Cabezas-Wallscheid, N., Eichwald, V., de Graaf, J., Löwer, M., Lehr, H., Kreft, A., et al. (2013). Instruction of haematopoietic lineage choices, evolution of transcriptional landscapes and cancer stem cell hierarchies derived from an AML1-ETO mouse model. EMBO molecular Medicine, 5(12), 1804-1820. doi:10.1002/emmm.201302661.

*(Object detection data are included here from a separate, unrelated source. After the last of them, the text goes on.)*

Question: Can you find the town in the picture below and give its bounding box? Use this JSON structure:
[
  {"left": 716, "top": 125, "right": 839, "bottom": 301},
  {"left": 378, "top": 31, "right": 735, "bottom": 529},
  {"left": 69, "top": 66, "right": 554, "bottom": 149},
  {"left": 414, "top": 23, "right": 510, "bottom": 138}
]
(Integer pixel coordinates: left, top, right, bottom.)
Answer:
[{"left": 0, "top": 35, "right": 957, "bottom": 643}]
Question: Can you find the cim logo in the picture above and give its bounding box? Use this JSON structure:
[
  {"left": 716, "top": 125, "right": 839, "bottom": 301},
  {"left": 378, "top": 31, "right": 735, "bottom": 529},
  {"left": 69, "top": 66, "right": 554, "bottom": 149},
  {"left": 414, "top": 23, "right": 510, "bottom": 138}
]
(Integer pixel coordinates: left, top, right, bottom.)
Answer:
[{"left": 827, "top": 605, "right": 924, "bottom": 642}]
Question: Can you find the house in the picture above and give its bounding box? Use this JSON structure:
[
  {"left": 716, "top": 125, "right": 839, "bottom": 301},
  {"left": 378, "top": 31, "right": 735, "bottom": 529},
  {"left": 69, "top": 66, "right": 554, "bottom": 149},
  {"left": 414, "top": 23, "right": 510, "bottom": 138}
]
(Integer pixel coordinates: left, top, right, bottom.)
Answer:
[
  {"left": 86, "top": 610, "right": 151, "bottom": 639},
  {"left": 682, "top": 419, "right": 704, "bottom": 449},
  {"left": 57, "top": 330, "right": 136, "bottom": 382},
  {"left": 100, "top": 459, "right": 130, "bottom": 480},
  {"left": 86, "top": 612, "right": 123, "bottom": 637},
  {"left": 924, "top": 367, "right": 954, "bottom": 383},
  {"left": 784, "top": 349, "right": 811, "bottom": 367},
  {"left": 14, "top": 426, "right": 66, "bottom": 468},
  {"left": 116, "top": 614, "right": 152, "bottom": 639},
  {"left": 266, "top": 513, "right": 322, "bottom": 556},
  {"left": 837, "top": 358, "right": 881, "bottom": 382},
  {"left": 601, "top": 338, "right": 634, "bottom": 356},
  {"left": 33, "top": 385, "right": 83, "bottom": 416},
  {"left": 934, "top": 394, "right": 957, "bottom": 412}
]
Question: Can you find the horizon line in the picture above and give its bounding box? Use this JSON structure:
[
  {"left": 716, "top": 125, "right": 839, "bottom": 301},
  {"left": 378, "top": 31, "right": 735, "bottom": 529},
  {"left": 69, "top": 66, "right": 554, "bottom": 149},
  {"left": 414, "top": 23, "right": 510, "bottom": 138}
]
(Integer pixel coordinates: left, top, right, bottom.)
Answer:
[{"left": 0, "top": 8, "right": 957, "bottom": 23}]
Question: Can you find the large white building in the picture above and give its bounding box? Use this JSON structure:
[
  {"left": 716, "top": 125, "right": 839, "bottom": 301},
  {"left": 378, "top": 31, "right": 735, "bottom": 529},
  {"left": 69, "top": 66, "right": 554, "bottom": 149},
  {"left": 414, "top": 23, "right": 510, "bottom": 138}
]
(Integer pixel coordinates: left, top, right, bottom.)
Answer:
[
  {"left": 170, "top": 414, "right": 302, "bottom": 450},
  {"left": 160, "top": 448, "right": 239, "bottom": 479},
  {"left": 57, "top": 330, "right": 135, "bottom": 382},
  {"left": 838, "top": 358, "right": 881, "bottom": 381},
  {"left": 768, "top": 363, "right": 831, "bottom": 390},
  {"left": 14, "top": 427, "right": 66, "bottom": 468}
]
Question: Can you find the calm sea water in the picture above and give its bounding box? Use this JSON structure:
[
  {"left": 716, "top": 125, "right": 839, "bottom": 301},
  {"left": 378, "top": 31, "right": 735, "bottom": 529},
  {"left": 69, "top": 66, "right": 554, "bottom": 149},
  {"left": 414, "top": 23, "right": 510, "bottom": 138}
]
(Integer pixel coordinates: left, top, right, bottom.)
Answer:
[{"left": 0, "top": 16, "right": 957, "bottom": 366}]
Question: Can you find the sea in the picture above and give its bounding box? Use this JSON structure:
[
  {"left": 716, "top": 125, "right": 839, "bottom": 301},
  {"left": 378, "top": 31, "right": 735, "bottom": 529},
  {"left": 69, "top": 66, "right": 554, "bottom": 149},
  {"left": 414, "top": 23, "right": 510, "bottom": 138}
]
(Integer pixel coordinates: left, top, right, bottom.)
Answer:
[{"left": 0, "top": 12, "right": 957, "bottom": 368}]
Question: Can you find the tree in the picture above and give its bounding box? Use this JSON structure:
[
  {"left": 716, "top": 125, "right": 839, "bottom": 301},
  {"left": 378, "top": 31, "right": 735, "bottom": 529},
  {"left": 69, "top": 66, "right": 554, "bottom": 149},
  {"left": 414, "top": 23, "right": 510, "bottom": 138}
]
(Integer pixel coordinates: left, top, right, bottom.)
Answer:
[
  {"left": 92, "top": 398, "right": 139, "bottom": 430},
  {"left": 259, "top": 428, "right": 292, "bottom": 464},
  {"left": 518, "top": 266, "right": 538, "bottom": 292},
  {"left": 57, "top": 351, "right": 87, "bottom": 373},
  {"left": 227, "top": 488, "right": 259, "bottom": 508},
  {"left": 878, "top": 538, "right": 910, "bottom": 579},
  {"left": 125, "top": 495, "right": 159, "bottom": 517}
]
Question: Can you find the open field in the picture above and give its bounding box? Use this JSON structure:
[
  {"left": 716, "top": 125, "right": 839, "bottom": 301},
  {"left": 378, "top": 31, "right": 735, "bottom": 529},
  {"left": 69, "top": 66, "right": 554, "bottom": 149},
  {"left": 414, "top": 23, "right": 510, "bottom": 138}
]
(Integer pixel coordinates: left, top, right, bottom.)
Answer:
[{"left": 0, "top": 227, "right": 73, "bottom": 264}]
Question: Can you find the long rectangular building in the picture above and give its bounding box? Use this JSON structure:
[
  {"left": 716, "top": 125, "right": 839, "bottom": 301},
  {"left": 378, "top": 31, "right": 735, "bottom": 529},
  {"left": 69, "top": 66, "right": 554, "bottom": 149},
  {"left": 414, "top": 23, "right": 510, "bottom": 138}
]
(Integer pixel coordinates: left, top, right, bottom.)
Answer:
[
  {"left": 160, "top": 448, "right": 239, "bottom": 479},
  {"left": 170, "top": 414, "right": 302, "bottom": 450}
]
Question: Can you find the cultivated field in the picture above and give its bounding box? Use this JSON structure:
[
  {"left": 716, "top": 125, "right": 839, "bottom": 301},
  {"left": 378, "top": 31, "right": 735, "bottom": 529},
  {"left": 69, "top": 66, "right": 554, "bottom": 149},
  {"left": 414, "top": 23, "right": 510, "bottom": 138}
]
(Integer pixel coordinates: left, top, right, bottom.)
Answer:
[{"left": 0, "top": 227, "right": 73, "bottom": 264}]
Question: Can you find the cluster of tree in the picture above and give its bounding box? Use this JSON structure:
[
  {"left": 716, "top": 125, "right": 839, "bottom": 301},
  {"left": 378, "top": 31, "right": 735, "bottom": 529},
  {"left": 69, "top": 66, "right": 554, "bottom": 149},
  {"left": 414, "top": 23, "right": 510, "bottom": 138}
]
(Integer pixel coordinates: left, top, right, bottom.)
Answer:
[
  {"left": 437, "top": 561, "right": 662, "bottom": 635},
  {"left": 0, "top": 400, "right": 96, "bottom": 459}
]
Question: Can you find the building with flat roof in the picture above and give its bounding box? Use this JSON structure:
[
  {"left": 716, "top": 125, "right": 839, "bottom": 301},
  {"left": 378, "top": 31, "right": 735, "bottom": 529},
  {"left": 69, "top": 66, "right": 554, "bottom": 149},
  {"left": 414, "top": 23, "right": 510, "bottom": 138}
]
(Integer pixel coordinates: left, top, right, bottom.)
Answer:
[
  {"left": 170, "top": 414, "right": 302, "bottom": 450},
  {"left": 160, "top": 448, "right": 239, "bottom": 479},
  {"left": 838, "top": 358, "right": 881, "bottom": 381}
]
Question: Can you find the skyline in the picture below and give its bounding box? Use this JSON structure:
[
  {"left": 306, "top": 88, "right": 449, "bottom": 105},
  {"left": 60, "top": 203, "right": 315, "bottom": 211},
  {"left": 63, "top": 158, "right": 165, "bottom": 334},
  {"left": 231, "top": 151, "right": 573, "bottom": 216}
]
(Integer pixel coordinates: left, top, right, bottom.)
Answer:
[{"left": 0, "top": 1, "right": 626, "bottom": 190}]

Zitierlink: https://hdl.handle.net/21.11116/0000-0005-3A22-4

Zusammenfassung

The t(8;21) chromosomal translocation activates aberrant expression of the AML1-ETO (AE) fusion protein and is commonly associated with core binding factor acute myeloid leukaemia (CBF AML). Combining a conditional mouse model that closely resembles the slow evolution and the mosaic AE expression pattern of human t(8;21) CBF AML with global transcriptome sequencing, we find that disease progression was characterized by two principal pathogenic mechanisms. Initially, AE expression modified the lineage potential of haematopoietic stem cells (HSCs), resulting in the selective expansion of the myeloid compartment at the expense of normal erythro- and lymphopoiesis. This lineage skewing was followed by a second substantial rewiring of transcriptional networks occurring in the trajectory to manifest leukaemia. We also find that both HSC and lineage-restricted granulocyte macrophage progenitors (GMPs) acquired leukaemic stem cell (LSC) potential being capable of initiating and maintaining the disease. Finally, our data demonstrate that long-term expression of AE induces an indolent myeloproliferative disease (MPD)-like myeloid leukaemia phenotype with complete penetrance and that acute inactivation of AE function is a potential novel therapeutic option.